Perhaps one of the triggers that caused the government to react in this way is the TSB Bank system failure which blocked several thousand retail customers from accessing their accounts and cost the bank over £330 million to rectify.

However, if the FCA is going to get involved in this, it could well mean that brokerages based in the UK would be under the microscope in terms of how their infrastructure can be kept as unitary and as reliable as possible.

This is likely to be much easier to manage for companies such as CMC Markets, which has invested tremendously in its own Next Generation trading platform, its own servers and in house infrastructure, however for those using third party platforms,  a significant level of deliverables would likely be required in the maintenance contract to ensure that there is recourse if a CRM, platform, hosting or execution failure occurred and the regulators came knocking.
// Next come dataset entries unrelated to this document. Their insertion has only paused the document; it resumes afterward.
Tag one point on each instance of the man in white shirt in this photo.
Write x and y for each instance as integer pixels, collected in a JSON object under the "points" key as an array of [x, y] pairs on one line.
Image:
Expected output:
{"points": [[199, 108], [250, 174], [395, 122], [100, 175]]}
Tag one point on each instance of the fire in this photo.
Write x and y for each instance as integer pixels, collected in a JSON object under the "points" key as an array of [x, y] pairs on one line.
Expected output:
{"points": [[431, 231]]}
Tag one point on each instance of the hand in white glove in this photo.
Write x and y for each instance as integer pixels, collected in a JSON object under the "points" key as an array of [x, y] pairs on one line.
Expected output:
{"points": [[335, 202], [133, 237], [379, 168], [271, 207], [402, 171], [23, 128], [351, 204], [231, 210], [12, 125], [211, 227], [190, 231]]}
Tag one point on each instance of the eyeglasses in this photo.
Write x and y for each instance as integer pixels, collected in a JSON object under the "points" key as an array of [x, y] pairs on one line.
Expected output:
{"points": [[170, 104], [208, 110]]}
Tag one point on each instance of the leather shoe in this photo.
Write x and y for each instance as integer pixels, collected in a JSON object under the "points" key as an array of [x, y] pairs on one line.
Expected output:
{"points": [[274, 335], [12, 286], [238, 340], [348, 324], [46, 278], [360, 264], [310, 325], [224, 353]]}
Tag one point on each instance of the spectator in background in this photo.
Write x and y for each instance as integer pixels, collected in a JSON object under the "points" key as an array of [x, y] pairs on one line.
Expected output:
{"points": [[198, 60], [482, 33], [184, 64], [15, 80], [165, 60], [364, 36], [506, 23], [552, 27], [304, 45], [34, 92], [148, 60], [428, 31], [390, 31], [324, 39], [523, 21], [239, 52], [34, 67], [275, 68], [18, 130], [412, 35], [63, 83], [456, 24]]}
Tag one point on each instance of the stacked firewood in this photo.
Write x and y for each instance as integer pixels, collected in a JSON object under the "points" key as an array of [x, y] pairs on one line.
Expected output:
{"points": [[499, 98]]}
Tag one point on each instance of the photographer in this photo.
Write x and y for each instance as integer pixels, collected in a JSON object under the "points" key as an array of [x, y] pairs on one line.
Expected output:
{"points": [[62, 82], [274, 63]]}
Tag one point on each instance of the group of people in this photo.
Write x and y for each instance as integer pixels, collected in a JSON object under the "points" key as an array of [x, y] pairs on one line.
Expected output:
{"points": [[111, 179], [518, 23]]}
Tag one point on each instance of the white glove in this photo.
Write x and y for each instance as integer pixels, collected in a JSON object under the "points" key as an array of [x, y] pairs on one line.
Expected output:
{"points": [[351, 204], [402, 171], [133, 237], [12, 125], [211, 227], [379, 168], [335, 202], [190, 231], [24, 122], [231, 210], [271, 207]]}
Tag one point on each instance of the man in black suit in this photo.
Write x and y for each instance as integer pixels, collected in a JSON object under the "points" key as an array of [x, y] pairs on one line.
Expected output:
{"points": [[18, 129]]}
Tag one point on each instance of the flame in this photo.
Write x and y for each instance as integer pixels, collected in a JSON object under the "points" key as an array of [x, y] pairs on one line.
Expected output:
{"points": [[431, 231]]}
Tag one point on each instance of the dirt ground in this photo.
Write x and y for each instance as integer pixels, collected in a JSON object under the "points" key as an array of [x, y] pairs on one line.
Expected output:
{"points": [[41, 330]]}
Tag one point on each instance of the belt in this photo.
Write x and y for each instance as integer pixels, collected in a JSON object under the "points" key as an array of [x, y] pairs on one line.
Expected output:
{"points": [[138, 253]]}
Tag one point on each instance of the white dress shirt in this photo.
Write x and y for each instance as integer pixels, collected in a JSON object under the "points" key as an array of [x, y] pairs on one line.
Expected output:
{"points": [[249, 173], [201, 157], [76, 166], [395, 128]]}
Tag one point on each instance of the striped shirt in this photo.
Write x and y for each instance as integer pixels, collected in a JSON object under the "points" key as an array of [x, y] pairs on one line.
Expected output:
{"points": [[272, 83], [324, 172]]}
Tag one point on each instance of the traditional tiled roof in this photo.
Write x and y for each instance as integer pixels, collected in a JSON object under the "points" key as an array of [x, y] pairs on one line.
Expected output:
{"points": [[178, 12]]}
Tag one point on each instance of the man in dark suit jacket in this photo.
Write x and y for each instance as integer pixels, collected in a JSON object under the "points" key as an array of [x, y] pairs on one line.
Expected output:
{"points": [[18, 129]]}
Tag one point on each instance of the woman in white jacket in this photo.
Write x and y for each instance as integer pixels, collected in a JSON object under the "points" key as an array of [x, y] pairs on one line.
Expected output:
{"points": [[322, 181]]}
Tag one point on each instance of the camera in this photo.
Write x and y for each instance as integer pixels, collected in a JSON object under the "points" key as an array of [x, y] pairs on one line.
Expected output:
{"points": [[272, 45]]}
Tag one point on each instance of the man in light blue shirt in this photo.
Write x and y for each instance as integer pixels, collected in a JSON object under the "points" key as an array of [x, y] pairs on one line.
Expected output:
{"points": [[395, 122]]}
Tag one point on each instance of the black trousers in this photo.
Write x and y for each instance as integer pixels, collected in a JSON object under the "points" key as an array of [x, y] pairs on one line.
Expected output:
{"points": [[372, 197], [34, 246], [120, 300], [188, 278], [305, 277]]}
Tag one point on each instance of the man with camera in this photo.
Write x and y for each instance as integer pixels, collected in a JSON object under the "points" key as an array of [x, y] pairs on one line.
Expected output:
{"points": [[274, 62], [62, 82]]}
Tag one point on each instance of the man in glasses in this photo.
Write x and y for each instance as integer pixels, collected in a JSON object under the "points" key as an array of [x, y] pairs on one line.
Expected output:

Steve Baker, the Treasury Committee’s lead member for the inquiry, stated: “The number of IT failures that have occurred in the financial services sector, including TSB, Visa and Barclays, and the harm caused to consumers is unacceptable.”

“The regulators must take action to improve the operational resilience of financial services sector firms.” he said.

“They should increase the financial sector levies if greater resources are required, ensure individuals and firms are held to account for their role in IT failures, and ensure that firms resolve customer complaints and award compensation quickly.”

“Regulators must have teeth and be seen to have teeth,” the Treasury Select Committee said.

Financial services trade body UK Finance stated “The industry conducts sector-wide exercises with regulators to ensure it is prepared to respond effectively to any major disruptions or events as part of its continued commitment to maintaining the resilience of the financial system.”

So yes, it does appear that the reliability of the technological infrastructure itself, not just how trades are executed on a fully functioning system, will be part of the regulatory mandate soon, hence slippage, CRM outages, leaking of customer data (or worse!) and system issues that keep trades open and interfere with execution or margin are no longer something to blame ‘the markets’ for.